EK: Hablemos un poco de países y política. Por una parte, sostiene usted la novedad histórica del régimen soviético: un sistema todopoderoso que anula a la sociedad civil y lo encarna todo: legisla, juzga, ejecuta, informa. Por otra parte, ha dicho usted también que se trata de un sistema en desintegración por la falta de mecanismos de autocorrección. ¿Cómo concilia estas ideas?
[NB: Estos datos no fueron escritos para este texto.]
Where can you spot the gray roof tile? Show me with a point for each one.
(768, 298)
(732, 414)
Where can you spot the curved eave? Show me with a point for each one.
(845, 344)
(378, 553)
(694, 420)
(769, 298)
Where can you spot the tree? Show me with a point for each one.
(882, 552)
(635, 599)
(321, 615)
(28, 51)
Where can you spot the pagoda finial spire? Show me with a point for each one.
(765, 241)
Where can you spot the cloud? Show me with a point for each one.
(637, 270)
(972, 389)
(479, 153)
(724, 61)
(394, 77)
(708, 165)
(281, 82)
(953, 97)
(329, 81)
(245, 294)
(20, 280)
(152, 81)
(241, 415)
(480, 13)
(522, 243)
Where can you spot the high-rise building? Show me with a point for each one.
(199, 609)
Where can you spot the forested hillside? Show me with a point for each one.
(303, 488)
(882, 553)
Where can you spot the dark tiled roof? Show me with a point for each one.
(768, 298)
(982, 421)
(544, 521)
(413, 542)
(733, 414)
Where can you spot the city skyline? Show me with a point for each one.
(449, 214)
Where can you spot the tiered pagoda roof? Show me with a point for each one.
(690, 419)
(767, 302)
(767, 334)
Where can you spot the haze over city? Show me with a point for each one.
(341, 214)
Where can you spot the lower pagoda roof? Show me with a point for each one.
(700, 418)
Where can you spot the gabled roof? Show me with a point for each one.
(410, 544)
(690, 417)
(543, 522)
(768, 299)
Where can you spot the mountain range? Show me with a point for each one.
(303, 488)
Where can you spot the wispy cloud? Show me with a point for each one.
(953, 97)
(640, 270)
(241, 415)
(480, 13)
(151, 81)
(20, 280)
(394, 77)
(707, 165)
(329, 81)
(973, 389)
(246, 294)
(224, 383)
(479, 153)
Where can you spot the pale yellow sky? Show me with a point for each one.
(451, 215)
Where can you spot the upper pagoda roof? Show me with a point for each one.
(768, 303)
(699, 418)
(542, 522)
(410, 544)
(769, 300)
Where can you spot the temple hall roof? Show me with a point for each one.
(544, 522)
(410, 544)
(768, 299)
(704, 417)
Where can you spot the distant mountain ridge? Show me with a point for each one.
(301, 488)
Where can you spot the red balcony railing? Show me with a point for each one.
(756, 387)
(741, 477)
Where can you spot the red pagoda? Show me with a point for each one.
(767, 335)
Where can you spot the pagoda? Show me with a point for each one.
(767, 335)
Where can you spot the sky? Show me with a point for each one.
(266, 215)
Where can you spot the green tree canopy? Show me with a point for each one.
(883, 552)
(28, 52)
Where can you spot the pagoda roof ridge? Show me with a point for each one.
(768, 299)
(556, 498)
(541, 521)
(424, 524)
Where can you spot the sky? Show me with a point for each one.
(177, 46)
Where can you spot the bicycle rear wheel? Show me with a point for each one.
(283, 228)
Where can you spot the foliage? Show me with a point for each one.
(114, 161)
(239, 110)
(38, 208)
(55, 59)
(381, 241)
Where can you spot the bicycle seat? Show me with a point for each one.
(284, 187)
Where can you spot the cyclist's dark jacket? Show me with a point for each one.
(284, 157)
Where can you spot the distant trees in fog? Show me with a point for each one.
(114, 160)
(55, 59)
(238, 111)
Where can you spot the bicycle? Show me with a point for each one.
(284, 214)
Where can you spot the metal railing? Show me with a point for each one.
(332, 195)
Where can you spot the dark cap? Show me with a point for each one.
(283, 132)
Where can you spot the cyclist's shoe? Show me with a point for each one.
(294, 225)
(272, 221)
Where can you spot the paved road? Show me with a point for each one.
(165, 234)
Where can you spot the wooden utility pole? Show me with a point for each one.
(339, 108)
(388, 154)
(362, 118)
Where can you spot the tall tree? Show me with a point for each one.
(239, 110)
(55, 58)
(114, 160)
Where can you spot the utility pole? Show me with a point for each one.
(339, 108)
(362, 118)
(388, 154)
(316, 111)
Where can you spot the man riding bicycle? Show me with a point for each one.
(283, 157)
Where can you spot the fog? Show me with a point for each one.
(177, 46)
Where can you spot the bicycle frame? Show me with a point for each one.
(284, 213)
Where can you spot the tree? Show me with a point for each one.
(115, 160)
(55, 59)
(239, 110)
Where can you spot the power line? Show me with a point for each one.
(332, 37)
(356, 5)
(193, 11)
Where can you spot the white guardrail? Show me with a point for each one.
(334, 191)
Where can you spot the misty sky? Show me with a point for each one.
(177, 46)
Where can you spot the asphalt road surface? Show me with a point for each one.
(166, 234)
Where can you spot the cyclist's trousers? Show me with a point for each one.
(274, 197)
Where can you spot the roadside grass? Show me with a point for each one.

LK: No veo la contradicción. Si dije que el sistema es nuevo desde el punto de vista histórico –y creo que lo es-, eso no implica que lo sea en todos sus aspectos. Mucha gente ha señalado algunos antecedentes del régimen soviético en la historia rusa. No insistiré en esto. Ciertamente, el sistema tiene raíces históricas; el sistema implica una vuelta a la barbarie, una reversión de los procesos de occidentalización que Rusia vivió entre la década de 1860 y la primera guerra mundial. Después de todo, ya en el siglo XVIII Rusia había abolido la esclavitud y en 1861 la servidumbre. El bolchevismo reinstauró ambas con nombres distintos.
La victoria del bolchevismo puede considerarse como una reacción antioccidental. Dije también que en la sociedad soviética alternan tendencias de unidad y desintegración. En efecto, la sociedad se unifica porque existe un solo centro de poder en todas las áreas de la vida, un centro que se arroga el derecho de monopolio sobre todos los juicios y todas las decisiones; pero, al mismo tiempo, la soviética es una sociedad en estado de desintegración porque la sociedad civil ha sido destruida casi por completo. A menos que el Estado lo ordene, en la URSS no prospera ninguna forma de organización social, ninguna cristalización de la sociedad.
Cada individuo enfrenta, desde su soledad e impotencia, al Estado omnipotente que prohíja esa desintegración. Las personas deben vivir, supuestamente, en el vínculo de una unidad perfecta tal como lo expresan los líderes, pero al mismo tiempo, en la vida real, deben odiarse: se promueve el espionaje y la denuncia. Esa clase de unidad puede alcanzarse sólo en las formas impuestas por el aparato del Estado. Toda otra forma está condenada a la destrucción. Es cierto que, en la práctica, esta destrucción no ha sido absoluta. Quizá la China maoísta avanzó más que la Unión Soviética en este aspecto: se esforzó por destruir a la familia, célula resistente a la apropiación estatal. En Rusia también se intentó acabar con la familia, aunque con menor firmeza, diría yo. El soviético es un sistema menos seguro de sí mismo. Su principio totalitario no funciona ya con la eficiencia de los tiempos de Stalin. Pero la tendencia es la misma: destruir todas las formas de vida social independientes del Estado.

(Extractos del libro “Travesía liberal” de Enrique Krauze-Tusquets Editores SA-Buenos Aires 2004).